Offer what the cowboys dont

In America there has been a 700 percent rise in scooter-related injuries since May 2000, says the Consumer Protection Safety Committee. There are no stats for the UK yet but in the run-up to Christmas the mainstream media who to date have heavily promoted scooter-use by showing celebs riding them will start to carry horror stories of kiddies crashing on their scooters.

US product liability lawyer Steven Hansen warns IBDs to be on their guard because new product categories bring new risks:

No matter where you are in the supply chain, just make sure you have your T’s crossed and I’s dotted when dealing with any new product especially where the upstream supply chain is quick to change or hard to track down."

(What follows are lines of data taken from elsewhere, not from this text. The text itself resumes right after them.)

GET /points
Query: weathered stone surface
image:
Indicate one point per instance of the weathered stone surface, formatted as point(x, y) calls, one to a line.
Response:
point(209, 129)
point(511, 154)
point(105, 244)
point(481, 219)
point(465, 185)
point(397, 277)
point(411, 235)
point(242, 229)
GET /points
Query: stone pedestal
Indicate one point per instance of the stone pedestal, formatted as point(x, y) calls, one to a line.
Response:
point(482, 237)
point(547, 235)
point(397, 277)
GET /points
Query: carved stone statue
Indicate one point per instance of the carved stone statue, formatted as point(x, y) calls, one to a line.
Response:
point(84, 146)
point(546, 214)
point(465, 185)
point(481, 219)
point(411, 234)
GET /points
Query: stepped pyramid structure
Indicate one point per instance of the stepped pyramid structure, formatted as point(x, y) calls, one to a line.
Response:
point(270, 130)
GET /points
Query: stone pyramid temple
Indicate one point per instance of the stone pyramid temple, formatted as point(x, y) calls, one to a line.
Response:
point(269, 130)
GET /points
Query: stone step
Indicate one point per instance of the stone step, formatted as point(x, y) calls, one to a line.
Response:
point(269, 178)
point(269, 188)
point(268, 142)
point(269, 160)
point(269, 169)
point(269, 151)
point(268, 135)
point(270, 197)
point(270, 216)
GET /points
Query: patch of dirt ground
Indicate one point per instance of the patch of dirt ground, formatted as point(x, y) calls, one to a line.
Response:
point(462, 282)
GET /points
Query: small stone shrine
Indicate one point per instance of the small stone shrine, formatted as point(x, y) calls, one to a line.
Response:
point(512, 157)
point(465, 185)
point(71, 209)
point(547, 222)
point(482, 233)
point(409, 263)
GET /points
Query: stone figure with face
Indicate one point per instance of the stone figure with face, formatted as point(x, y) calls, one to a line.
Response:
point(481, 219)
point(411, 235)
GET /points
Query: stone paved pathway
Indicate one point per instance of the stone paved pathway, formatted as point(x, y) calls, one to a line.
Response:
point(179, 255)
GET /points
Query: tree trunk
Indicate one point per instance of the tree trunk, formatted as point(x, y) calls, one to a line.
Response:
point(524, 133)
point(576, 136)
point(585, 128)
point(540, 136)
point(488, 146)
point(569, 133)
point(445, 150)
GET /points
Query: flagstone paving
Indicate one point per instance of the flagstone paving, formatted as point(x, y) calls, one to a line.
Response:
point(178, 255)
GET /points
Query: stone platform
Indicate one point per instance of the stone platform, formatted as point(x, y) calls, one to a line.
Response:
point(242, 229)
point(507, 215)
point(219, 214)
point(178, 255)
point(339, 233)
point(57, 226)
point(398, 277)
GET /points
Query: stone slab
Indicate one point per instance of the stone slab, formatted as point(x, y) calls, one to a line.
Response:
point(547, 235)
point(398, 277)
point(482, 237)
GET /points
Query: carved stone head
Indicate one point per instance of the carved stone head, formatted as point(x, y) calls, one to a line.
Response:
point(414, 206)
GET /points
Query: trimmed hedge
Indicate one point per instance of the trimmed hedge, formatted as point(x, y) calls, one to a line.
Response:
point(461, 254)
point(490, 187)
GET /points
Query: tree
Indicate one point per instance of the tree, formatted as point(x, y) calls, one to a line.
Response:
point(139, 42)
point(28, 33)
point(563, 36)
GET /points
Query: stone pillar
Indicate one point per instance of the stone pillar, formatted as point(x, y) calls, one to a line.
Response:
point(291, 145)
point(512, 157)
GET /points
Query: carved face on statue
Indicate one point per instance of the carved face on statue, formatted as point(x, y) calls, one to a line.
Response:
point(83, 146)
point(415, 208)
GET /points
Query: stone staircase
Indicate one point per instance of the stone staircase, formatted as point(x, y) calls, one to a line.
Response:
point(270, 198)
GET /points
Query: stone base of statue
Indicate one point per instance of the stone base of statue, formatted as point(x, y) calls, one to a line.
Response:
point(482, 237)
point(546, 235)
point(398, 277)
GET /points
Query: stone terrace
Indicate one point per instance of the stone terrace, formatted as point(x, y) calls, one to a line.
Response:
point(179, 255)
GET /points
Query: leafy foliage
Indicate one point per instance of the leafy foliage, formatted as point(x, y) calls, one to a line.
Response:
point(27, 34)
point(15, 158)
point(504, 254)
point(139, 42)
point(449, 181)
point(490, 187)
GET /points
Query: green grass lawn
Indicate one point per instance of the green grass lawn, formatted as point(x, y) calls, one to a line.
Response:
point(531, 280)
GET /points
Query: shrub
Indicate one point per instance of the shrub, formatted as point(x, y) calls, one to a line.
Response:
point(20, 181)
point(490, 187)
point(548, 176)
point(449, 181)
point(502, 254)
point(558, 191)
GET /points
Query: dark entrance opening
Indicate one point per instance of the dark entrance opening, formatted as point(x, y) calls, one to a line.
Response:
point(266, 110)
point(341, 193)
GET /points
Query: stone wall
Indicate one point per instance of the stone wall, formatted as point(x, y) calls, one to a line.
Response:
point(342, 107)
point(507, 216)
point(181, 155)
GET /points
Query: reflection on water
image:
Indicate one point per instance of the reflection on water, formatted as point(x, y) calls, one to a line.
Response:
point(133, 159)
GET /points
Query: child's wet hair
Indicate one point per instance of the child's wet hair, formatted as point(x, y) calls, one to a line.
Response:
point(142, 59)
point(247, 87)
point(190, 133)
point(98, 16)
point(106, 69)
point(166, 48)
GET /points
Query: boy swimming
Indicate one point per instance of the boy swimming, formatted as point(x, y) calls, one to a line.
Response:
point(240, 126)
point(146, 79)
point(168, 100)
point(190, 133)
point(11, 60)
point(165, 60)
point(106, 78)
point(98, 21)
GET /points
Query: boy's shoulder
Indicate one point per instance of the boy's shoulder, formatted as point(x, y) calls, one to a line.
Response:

The U.S. Consumer Product Safety Commission (CPSC) says there were more than 4000 scooter-related injuries treated in hospital emergency rooms in August. There have been more than 9 400 emergency room-treated injuries reported for 2000 so far in the US. Nearly 90 percent of the injuries are to children under 15 years of age.

The CPSC recommends that riders, especially children, wear proper safety

gear including helmets, wrist guards, and knee and elbow pads, all of which could prevent about 60 percent of injuries.

Garages, newsagents and gadget shops will sell punters the scooters but only IBDs will have the full complement of safety gear: why not make a play of this fact to your local media? Itll get you radio coverage if nothing else.